Major complications of SAE include infection, infarction, device migration, or rebleeding that necessitate splenectomy. 41 Minor complications can include pleural effusions, fever, and device migrations that do not require splenectomy. 42 One multicenter analysis found the rates of major and minor complications to be 20 and 23%, respectively. 43 When considering complications, patient selection for SAE is paramount. As an example, retrospective analyses have found that as many as 40% of patients who experienced a major complication after SAE were likely inappropriately triaged to nonoperative management. 44 45 When comparing pSAE and dSAE, one meta-analysis including 476 patients found no statistical difference between the two techniques with regard to major complications, but dSAE had higher rates of minor complications, particularly splenic infarction. 12 A more recent meta-analysis including more than 800 patients demonstrated that major complications were higher in patients undergoing dSAE (28%) than pSAE (18%). 34

Conclusion

Interventional radiology plays an important role in the multidisciplinary management of the trauma patient with splenic injury.

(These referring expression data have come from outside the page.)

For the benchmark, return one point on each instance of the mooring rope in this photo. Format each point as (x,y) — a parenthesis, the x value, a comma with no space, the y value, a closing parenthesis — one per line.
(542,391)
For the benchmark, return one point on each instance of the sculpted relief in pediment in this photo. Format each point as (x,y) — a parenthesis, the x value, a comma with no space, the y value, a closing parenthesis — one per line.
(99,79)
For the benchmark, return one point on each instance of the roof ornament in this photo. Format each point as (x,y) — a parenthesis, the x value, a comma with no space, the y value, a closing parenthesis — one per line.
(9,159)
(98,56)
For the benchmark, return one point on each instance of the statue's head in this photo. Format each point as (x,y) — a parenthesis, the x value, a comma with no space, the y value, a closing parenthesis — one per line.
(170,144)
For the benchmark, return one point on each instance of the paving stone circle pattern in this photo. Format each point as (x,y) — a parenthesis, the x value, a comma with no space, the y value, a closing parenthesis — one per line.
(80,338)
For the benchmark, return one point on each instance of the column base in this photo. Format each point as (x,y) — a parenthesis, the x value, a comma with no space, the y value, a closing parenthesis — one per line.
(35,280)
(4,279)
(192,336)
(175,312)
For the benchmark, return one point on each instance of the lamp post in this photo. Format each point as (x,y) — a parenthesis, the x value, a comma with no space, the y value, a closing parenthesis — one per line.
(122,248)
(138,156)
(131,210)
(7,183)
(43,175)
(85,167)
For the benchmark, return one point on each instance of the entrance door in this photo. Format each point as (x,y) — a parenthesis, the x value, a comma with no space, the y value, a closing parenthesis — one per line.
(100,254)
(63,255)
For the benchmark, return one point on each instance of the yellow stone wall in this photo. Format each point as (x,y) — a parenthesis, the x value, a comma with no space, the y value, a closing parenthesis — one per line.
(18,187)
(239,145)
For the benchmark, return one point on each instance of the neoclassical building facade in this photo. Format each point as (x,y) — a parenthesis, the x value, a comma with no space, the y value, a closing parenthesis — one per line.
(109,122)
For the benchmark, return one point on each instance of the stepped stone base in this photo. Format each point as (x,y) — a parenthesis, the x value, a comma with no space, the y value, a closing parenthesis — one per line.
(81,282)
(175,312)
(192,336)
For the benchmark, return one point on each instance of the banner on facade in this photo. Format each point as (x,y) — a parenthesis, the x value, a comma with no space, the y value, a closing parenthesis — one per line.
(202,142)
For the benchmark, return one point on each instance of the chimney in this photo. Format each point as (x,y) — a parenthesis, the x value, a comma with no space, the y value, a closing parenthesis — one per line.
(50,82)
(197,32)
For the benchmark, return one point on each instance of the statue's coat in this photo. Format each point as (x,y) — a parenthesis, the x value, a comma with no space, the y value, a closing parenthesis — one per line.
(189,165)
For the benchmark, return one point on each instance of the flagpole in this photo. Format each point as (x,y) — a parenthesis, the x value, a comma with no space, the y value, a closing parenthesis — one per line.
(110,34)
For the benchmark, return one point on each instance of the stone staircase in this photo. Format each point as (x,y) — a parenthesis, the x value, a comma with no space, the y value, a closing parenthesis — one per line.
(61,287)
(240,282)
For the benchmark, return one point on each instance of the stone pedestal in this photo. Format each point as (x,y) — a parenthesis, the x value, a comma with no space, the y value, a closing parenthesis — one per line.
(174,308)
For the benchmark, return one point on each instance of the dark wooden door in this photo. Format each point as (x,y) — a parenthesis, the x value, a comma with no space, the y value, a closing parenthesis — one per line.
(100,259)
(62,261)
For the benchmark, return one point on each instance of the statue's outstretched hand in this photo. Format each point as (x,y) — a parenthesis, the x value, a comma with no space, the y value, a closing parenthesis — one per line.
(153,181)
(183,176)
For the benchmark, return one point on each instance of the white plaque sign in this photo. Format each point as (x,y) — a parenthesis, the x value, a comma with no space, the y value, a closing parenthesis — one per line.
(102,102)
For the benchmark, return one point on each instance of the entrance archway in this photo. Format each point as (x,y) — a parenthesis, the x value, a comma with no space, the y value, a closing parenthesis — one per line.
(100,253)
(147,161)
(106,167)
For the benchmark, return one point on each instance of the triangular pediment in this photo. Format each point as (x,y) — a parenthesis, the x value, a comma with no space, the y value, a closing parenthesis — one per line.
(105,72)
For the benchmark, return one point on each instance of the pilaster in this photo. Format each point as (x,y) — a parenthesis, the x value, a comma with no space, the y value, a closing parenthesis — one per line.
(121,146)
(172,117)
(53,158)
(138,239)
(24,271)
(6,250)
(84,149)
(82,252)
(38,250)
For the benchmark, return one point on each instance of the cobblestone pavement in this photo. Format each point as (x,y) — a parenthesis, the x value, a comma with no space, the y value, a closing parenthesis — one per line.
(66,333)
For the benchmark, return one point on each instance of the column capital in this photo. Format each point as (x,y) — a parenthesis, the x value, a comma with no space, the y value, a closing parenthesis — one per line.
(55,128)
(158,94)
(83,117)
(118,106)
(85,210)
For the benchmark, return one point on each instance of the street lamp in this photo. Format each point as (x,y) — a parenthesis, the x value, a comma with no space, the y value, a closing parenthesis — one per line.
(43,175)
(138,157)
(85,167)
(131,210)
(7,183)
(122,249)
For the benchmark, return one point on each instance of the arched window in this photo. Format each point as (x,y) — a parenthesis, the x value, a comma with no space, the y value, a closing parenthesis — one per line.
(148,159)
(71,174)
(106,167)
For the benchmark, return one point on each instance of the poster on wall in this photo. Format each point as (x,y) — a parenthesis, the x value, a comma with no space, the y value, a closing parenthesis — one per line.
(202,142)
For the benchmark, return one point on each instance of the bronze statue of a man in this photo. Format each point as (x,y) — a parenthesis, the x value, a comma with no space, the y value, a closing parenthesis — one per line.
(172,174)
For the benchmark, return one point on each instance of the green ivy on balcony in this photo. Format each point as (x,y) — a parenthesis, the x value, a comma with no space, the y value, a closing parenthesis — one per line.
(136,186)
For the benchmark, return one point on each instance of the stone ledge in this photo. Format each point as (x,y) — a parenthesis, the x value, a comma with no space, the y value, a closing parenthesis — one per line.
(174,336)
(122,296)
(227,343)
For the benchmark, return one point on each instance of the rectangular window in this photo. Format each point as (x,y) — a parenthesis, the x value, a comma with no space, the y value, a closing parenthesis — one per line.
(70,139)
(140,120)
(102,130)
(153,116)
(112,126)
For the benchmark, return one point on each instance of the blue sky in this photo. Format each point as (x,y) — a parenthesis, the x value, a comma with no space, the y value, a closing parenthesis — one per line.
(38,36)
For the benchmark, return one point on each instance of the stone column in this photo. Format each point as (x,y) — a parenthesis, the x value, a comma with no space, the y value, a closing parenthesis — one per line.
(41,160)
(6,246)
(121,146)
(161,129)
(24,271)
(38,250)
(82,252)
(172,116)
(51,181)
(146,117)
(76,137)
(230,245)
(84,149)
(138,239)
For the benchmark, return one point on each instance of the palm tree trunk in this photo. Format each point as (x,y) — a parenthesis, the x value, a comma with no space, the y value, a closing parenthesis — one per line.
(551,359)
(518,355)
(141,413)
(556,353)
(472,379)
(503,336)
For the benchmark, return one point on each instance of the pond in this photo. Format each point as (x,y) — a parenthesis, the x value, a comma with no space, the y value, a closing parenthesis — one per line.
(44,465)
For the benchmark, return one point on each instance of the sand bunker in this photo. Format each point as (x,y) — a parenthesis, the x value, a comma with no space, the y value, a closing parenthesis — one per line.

Hemodynamically stable patients who are selected for nonoperative management have improved clinical outcomes when SAE is utilized. Patient selection is influenced by institution-specific referral patterns; however, all hemodynamically stable patients with high-grade splenic injuries are referred to interventional radiology for SAE in our institution. Both pSAE and dSAE are associated with high rates of technical and clinical success, an acceptable safety profile, and preservation of the immunologic functions of the spleen.

Footnotes

Conflict of Interest A.J.G. is a speaker and consultant for Boston Scientific, a consultant for Varian, a speaker for Terumo, and receives research support from Penumbra. None of the other authors have conflicts of interest to disclose.